Owners at smaller firms importing from overseas have witnessed a jump in prices for raw material and finished goods as a result of the weak pound, new figures have shown.
Research carried out by foreign exchange firm Fexco revealed that smaller businesses are increasingly bearing the brunt of a spike in costs caused by Brexit uncertainty, and that many owners have been forced to scale back their imports as a result.
Fexco’s figures revealed two consecutive months of reduced import spending from small UK businesses in July and August this year. In July, the number of foreign currency purchases made by those at smaller firms fell by seven per cent compared with the same month in 2015, whereas the number of purchases made in August fell by five per cent compared with last year.

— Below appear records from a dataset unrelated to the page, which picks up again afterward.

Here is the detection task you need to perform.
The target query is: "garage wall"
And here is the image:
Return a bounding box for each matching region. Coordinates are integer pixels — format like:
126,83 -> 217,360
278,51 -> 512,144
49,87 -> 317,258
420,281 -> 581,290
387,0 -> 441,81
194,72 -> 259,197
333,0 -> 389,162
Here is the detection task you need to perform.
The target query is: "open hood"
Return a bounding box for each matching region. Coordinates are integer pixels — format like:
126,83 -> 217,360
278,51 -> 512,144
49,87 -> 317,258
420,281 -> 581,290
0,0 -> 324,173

The average size of foreign currency transactions also fell significantly throughout the period, as small firms sought to conserve money. The size of transactions fell by 29 per cent in July compared with 2015, with the figure recovering to just an 11 per cent fall in August.
In contrast, the number of foreign currency transactions among larger UK companies actually increased rose by seven per cent compared with July and August 2015, with these firms more likely to use hedging strategies to limit risk when buying internationally.
The pound is worth ten per cent less against the euro and 12 per cent less against the dollar than before the referendum on 23 June. Head of trading at Fexco, David Lamb, said that small UK businesses have become the biggest losers from this sustained period of weakness.
“Small firms don’t hedge against risks and leave themselves open to costly dips in the pound’s value,” explained Lamb.
“Our data shows these firms are trying to mitigate risks by making smaller import purchase than they did this time last year – but this bodes ill for their ability to grow.”